To tailor our suggestions to each AI4PublicPolicy use case and model, we’ve created the following table outlining the most promising and effective defences. This table includes the names of specific attacks and defences currently used in the state-of-the-art Adversarial AI. Each defence is classified based on the type of attack and the algorithms that might be affected by it. At the current state, not every defence on this table has been implemented in AI4PublicPolicy yet.

Even if the number of adversarial attacks is growing and their detection is getting more difficult and computationally expensive, there is an increasing number of techniques to defend Machine Learning’s models against most of them or to mitigate their effects and probability of success.

These countermeasures can be divided into two sub-groups: Proactive Defences and Reactive Defences

Proactive Defences

Proactive strategies aim at making the model more robust and resistant to adversarial attacks by changing the way the model is structured or by changing its training process. A robust model might be achieved by different proactive strategies:

Adversarial Training

One of the most successful methods to create a robust model is Adversarial Training. As the name suggests this method implies including correctly labelled adversarial examples in the training set. After training on regular examples and adversarial examples, the model should be less vulnerable to adversarial attacks. Nowadays this method can achieve state-of-the-art accuracy on many competitive benchmarks.

Defensive Distillation

Defensive Distillation is a defensive technique that uses knowledge from a different Neural Network. With this method, it is possible to share knowledge from a larger and more complex architecture to a smaller model. By providing the model with knowledge from a larger Neural Network we can make a model more robust and capable of nullifying adversarial attacks.

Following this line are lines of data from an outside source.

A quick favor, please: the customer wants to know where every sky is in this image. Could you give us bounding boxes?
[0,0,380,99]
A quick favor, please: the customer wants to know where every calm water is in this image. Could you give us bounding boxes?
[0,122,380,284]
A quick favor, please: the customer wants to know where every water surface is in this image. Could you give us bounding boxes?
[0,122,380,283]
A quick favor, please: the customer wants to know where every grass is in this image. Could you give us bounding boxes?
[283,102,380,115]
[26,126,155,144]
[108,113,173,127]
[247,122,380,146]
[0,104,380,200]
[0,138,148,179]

Denoising is a defensive method that aims at reducing the perturbations in adversarial attacks. This method tends to reduce the success rate of adversarial attacks and it can be conducted in different stages of the model creation. Denoising can be implemented on the input before feeding it to the model or it can be implemented on the features learned by the model.

Feature Squeezing

Feature Squeezing aims at reducing the dimensionality of input space that is usually larger than necessary. An excessive input space can be exploited by attackers so reducing it can lead to a more robust model. This defence implies dropping any unnecessary feature resulting in a reduction of freedom to generate adversarial examples. After feature squeezing the output of the model is compared with the output of the original model without feature squeezing. This process helps identify adversarial examples, the examples that show the most difference between the two outputs are usually the result of some perturbation.

Reactive Defences

Adversarial Detection

There are many different ways to implement Adversarial Detection. One of the simplest ways is to train a small Neural Network to identify regular examples and adversarial examples. There have been observed cases where Adversarial Detection works well even when the attacker is aware of the existence of the Detector.

Input Reconstruction

The process of Input Reconstruction involves the detection and the transformation of adversarial attacks before they get fed into the model, turning those into regular examples. In order to implement Input Reconstruction a type of encoder is needed to transform any adversarial input into a cleaned one. The existence of an encoder makes it very hard for the attacker to create generally effective adversarial examples since without knowing what type of encoder will be used the attacker will be forced to train its adversarial examples on multiple encoders.